There could be lots of reasons for the search; they may hope for something better than BFU, or want to start their own university, or want information before they make a college donation, or many other possibilities. They may even have been thinking of free lunch rather than free speech, while we are most attuned to the second meaning of free.
The short answer to their query -- yes, there are universities similar to BFU.
I have a list that includes a couple of them on my distance learning vs. brick and mortar lens under the title "Schools On The Edge." I also have a bit on a discontinued MIT computer science program (ADU) that still has materials available, at the end of the School For Entrepreneurs page.
I get an occasional e-mail from a new college with a fixed program of courses on liberty that sounds interesting; although fixed and required are not really compatible with BFU philosophy. If you are interested leave a comment and I'll try to remember to post a link here the next time they solicit a donation.
You can even self teach yourself by reading sixty or more related non-fiction books and doing an in depth review of each one in a blog.
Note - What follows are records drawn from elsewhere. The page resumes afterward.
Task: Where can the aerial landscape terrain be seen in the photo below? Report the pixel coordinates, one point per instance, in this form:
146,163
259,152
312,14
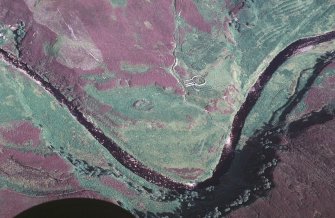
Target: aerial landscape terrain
169,108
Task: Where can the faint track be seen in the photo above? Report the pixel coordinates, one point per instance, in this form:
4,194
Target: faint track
139,168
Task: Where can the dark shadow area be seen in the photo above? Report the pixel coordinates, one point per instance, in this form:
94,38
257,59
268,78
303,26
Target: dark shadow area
76,207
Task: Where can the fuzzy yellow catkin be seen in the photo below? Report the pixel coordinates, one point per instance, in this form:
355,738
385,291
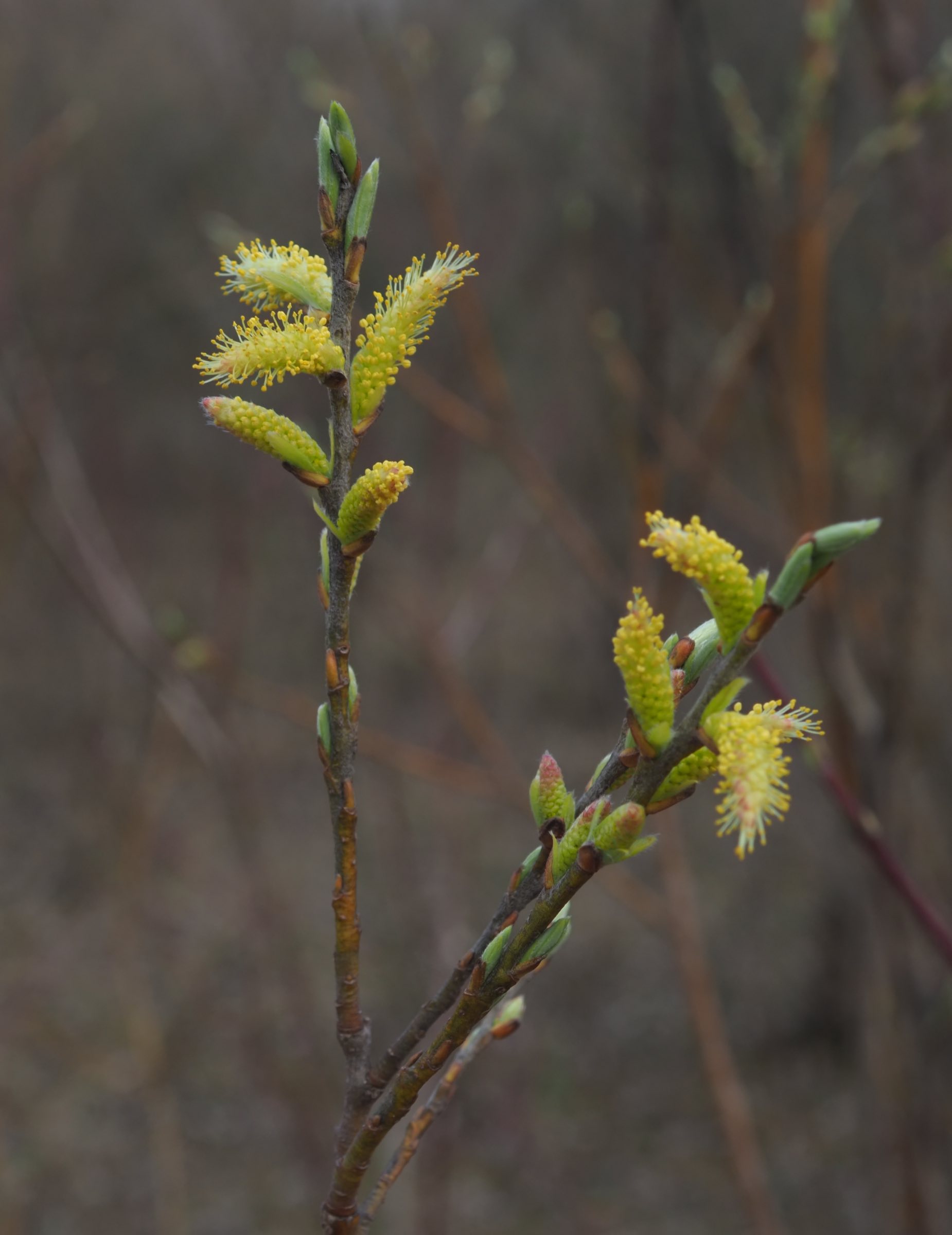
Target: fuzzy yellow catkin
702,555
369,497
753,776
645,670
267,431
267,350
400,320
271,277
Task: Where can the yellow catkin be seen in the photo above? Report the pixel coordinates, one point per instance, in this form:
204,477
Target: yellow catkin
789,720
267,431
691,771
271,277
369,497
713,562
268,350
645,670
753,776
399,323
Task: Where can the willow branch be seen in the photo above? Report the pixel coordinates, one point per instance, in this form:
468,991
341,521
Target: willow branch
354,1029
486,1033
Put the blog's URL net address on your resume. Adapt the BFU course directions if you want a bit more structure. To consider yourself a knowledgeable renaissance person in your field, keep learning.
There are also journal comparisons of BFU with Thunderbird International Business school and with the South Harmon Institute of Technology.
There are several other alternatives, most of them are industrial age educational institutions that are trying to adapt to a new age. As shown by Tony Lopez in The Manila Times, MIT is trying very hard.
As I wrote in the distance learning lens:
"Brick and mortar colleges are where leather bound encyclopedias were a few decades ago - highly respected - unable to gracefully adapt to the information age." - Allan Wallace
Do you remember the transitions of encyclopedias as they went digital? First one, then others, sold inexpensive CDs of their materials. Increasingly encyclopedic materials became available on-line. Then ventures such as user supported Wikipedia and advertisement financed search engines offered additional resources.
Today even Wikipedia has several promising challengers. The old line leather bound encyclopedias still have value, but they seem needlessly cumbersome and expensive - and are therefore increasingly rare.
Cost appropriate knowledge is becoming virtually free. Cost appropriate learning will likely travel the same path.
That some brick and mortar institutions offer better programs than BFU currently offers is beyond doubt. Bastiat Free University and The Netcohort Institute belong to the future, and that is where they will excel.
Formal college programs are handicapped by restrictions and expenses that limit their flexibility and hence their future - we have no such barriers to overcome. BFU will survive to make mistakes and adapt as the future unfurls.
The original free universities were founded centuries ago by self-directed learners that hired respected mentors to teach what those students wanted to learn. This is an interesting educational model that BFU plans to pursue when able; freelance educators mentoring self-determining students.
All of the original free universities have vanished or been melded into formal platforms. There was a bit of a revival in free universities during the 1960s protest era, those seem to have vanished also.
BFU may be unique in some ways, but our desire to continue in liberty is probably the most important. That is why, while there are many universities similar to Bastiat Free University, there are as yet no viable replacements for Bastiat Free University
We were born free, we want to remain free, we want to help others become free.